RESCUE READY: Karara Rural fire service brigade learns all there is to know about rescuing animals on the job.
RESCUE READY: Karara Rural fire service brigade learns all there is to know about rescuing animals on the job.

Fireys’ special role in helping rescue injured wildlife

ANIMAL-LOVING fireys have been cautioned against risky rescue missions on Saturday during an information session at the Karara Rural Fire Station.

First officer Ian Clarke said he orangsied the session with concerns about his brigade's safety.

"We've got a few animal lovers in the brigade and over the last few years we've come across a fair few injured ones on the fireground," he said.

"But an animal's defence mechanism is to scratch, bite or kick so I called in a wildlife carer to talk us through how to rescue them safely."

Mr Clarke said thankfully there had been no situations as of yet.

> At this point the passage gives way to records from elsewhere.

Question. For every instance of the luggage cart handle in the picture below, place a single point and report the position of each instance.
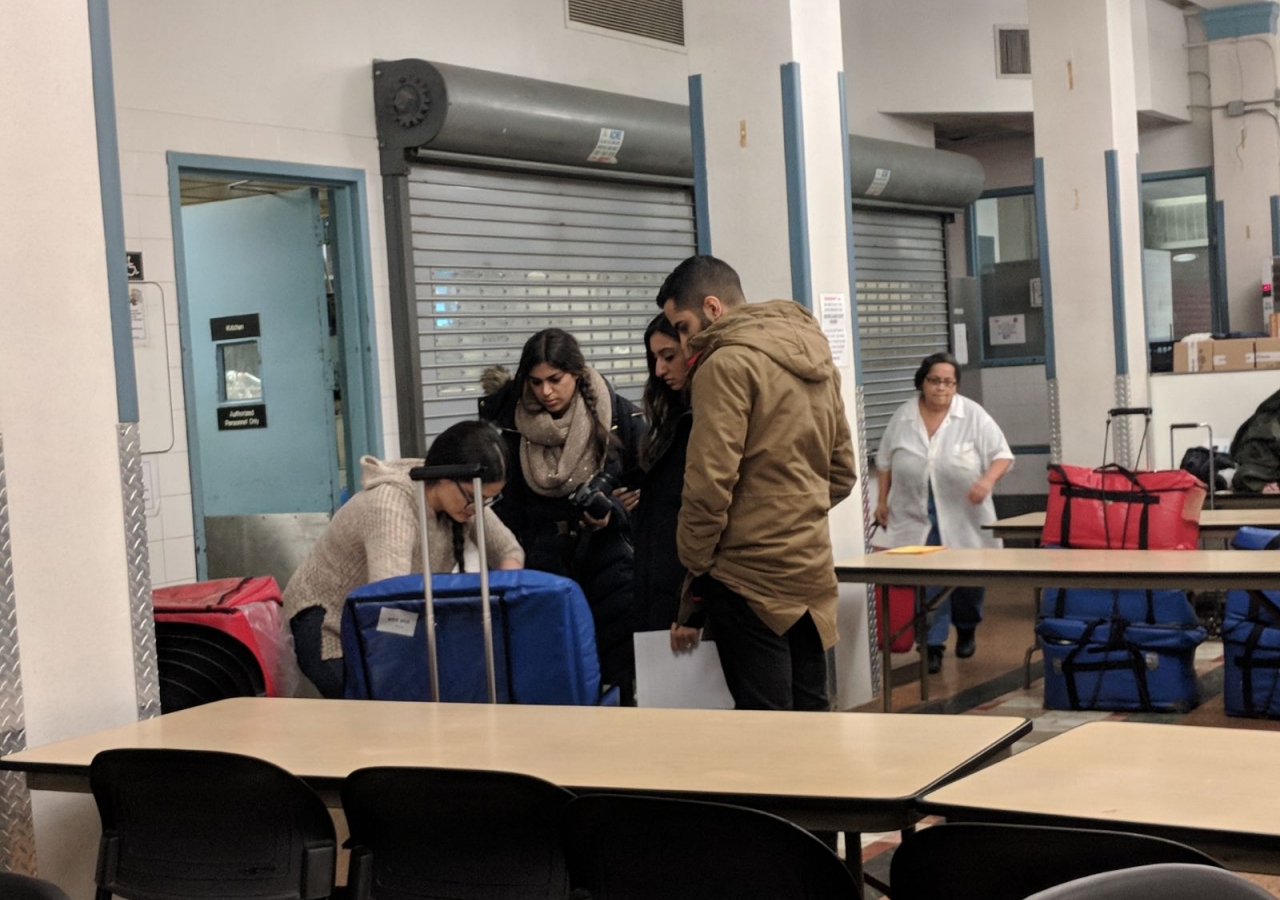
(462, 471)
(1212, 458)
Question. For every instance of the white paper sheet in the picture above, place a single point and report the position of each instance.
(679, 680)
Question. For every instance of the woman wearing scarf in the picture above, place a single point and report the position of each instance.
(565, 426)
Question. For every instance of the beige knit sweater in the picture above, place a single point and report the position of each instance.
(373, 537)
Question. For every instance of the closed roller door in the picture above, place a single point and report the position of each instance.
(901, 306)
(498, 256)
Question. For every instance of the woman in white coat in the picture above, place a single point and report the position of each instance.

"I thought we better do something so someone doesn't get bitten or scratched so that's how it came about," he said.

Last week third officer Lucas Clark picked up an injured koala while out on the job.

"When we first got to it was screeching, I picked it up with my jacket and we gave it some water and put it in the airconditioned truck," he said.

"I would always pick up an animal if I could so after Saturday and I now feel prepared."

Mr Clark said he learnt lots of new information about how to properly care for native animals upon rescue.

"When we see an animal on the fire ground, if its quite badly burnt we will fully submerge a pillow case in cold water and put the animal in the cool pillow case and completely wrap it up," he said.

"And, we should never put burn cream on them."